One of these outlaws is Malcolm Reynolds (Nathan Fillion), a Han Solo mercenary type with a rickety spaceship, a small crew, and a staunch position of self-preservation. The ship is called Serenity, and there’s no word on whether it came by that name ironically. Despite the best efforts of mechanic Kaylee (Jewel Staite) and pilot Wash (Alan Tudyk), most landings are borderline crashes — not helped by the fact that they’re usually on the run from whomever they’ve just robbed. (All for clients, of course. They don’t steal for their own purposes.)
Wash’s wife Zoe (Gina Torres) is Mal’s first mate, and the muscle — Mal’s Chewbacca, I suppose — is Jayne Cobb (Adam Baldwin), whose mouthy insubordination is indicative of the level of respect the captain gets from his crew. Jayne is particularly vocal against the two freeloaders currently onboard: Simon Tam (Sean Maher), who has some training as a doctor; and his sister River (Summer Glau), a 17-year-old psychic who has begun to display psychotic tendencies.
Simon rescued River from an Alliance-run facility, and anyone who annoys the Alliance is a friend of Mal’s. Still, it means Mal must add the Alliance to the list of people who are constantly chasing him. River’s presence is a burden, in other words, made worse by her sudden and seemingly unprovoked whirlwind of butt-kicking in a saloon.

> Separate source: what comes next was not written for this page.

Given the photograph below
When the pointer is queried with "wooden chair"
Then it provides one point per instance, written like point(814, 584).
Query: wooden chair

Meanwhile, there is a nameless assassin (Chiwetel Ejiofor), smooth of voice and cold of demeanor, who has slain many people in his quest to get to River. There is something in her mind, perhaps stored in her memory, perhaps dealing with whatever the Alliance was doing to her in that facility, that is of importance to him.
The Serenity crew tend toward the cowardly, with running and hiding as a frequent game plan, and no qualms about fighting dirty when fighting is inevitable. This is plenty funny, of course, and for as thrilling and action-packed as the movie is, it’s pretty hilarious, too. (One thing we Whedon fans admire about him is his ability to combine heroics, adventure and humor, even in the same scene.) But the movie’s arc for these characters has them slowly developing a sense of justice and rightness, an acceptance of life’s uncertainties coupled with the realization that just because they don’t have all the answers doesn’t mean they can’t believe in something.

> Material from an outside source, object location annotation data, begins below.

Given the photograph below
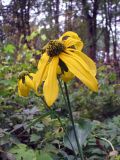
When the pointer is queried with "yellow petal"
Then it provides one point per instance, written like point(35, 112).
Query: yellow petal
point(41, 69)
point(67, 76)
point(50, 88)
point(23, 90)
point(79, 71)
point(80, 60)
point(91, 64)
point(29, 80)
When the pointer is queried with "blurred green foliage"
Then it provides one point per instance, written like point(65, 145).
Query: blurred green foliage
point(29, 131)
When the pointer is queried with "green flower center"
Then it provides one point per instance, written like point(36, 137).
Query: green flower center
point(54, 48)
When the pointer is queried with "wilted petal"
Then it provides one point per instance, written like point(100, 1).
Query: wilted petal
point(23, 90)
point(67, 76)
point(79, 71)
point(91, 64)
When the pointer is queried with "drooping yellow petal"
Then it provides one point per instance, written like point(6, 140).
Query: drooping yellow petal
point(23, 89)
point(50, 88)
point(29, 80)
point(91, 64)
point(67, 76)
point(41, 69)
point(80, 60)
point(79, 71)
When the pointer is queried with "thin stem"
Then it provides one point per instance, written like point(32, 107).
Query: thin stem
point(65, 132)
point(62, 91)
point(72, 120)
point(54, 112)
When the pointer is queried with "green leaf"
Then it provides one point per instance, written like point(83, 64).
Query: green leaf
point(34, 138)
point(83, 129)
point(9, 48)
point(43, 156)
point(22, 152)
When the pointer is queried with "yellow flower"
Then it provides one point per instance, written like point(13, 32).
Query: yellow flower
point(64, 57)
point(25, 83)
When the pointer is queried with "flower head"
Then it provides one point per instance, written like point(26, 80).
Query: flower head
point(64, 57)
point(25, 83)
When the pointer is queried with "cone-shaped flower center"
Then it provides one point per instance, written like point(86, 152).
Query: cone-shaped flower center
point(54, 48)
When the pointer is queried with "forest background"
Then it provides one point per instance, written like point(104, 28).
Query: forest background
point(25, 27)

It’s Mal, as the protagonist, whose psyche is most at center-stage, and it’s a little troubling. He’s so single-mindedly selfish and mercenary that his eventual slight change of heart may be too little, too late. When the film’s over, you may remember him as a jerk — an entertaining one, sure, and a cool character, but ultimately a creep. I get the feeling that’s not what Whedon intended.
What Whedon surely did intend are the many touches that remind us of “Star Wars,” “Star Trek,” Whedon’s own “Buffy the Vampire Slayer” — heck, one scene is straight out of a zombie flick, as our heroes are besieged by a posse of bloodthirsty humans called Reavers. Yet nothing in the film feels derivative. Where it is reminiscent of other sci-fi icons, it seems to be in homage, always enlivened by Whedon’s wit and astute visual sense. “Serenity” is completely fresh, perhaps the best sci-fi film this year, and one of the better ones of any genre.